To seal the hull, John English swings a metal chisel over his head to stuff cotton wading and oakum, a kind of hemp twine, between the planks. The slats are later sealed with cement.

Shipwright Angela Van Ecken uses a hand chisel to peel fresh curls of sweet fir from planks, to get their shape just so. Planks are also curved in a steam box that cooks them one hour per inch of thickness.

Looking at the ship today, gutted and with so much work yet to go, it takes faith to believe she’ll sail again. But no one doubts it.

“We’re not afraid of anything,” Morris says. “We’ve got the tools. We know where to get the materials. And we have a job that’s easy to love.”

The Five, as she’s affectionately known, should be ready to go back in the water in another month, and be in service again by next summer, Price said.

She’ll serve Puget Sound as a living history museum, available for charter. Money raised from charter bookings will pay for the ship’s maintenance, operation and crew. Her captain can’t wait.

Laid off in 1995 when the boat was taken out of service, Don Moss still comes by every week to check on his beloved, and volunteer for the dirtiest jobs such as scraping her bottom by hand.

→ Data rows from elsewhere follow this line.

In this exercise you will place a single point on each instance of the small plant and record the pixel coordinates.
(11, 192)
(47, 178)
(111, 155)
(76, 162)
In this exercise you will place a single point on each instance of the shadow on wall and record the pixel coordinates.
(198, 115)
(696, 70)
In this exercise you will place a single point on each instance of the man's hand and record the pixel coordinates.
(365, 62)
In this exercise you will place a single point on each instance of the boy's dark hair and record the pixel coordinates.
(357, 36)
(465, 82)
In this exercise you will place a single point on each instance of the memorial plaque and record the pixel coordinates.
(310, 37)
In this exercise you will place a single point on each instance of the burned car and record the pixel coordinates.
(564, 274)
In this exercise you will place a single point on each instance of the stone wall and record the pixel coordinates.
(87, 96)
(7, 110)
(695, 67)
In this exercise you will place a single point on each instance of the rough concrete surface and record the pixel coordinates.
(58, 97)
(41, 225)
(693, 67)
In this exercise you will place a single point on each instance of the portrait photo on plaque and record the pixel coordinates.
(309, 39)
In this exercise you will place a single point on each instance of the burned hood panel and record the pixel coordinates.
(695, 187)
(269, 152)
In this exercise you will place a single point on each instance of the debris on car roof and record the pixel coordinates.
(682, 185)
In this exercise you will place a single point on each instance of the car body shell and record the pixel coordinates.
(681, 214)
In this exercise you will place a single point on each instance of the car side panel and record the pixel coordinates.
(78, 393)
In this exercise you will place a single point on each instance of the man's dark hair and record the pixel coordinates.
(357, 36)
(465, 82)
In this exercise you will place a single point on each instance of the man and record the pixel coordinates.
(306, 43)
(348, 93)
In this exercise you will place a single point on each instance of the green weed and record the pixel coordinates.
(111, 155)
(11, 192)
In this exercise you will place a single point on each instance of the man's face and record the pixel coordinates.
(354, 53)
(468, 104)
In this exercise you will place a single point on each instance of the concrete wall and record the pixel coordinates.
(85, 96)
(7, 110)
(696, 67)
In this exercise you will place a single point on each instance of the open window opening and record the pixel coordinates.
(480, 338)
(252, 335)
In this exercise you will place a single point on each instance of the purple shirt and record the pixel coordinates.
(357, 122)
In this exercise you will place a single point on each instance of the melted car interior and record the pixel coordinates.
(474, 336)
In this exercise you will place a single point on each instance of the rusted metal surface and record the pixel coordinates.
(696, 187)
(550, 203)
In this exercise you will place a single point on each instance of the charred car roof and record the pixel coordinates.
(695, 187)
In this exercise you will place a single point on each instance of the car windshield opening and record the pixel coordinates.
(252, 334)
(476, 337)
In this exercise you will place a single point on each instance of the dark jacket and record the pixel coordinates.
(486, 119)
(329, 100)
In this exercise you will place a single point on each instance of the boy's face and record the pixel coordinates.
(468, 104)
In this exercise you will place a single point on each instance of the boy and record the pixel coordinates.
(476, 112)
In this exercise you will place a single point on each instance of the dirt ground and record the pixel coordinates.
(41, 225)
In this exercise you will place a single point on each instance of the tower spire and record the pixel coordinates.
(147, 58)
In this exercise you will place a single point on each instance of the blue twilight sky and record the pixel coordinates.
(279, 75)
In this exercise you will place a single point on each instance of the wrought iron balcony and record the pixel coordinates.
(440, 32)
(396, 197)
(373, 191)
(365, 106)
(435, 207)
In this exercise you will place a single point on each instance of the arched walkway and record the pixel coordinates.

He lovingly points out her gigantic steam engine; the fire boxes big enough to hold a picnic in; stained glass windows in the passenger lounge, and wood-paneled pilot house.

“She goes so easy in the water,” Moss says, his hands on the wheel.

A fifth-generation Seattle native, Moss has been going to sea for more than 50 years. He even looks the part of the barnacled sea captain, with his shaggy white brows and beard and weather-lined face.

He steps into the sleeping cabin of the ship and pulls down the chart shelf, just to feel the hinge work.

“I’ve always been happiest with a boat deck under my feet.”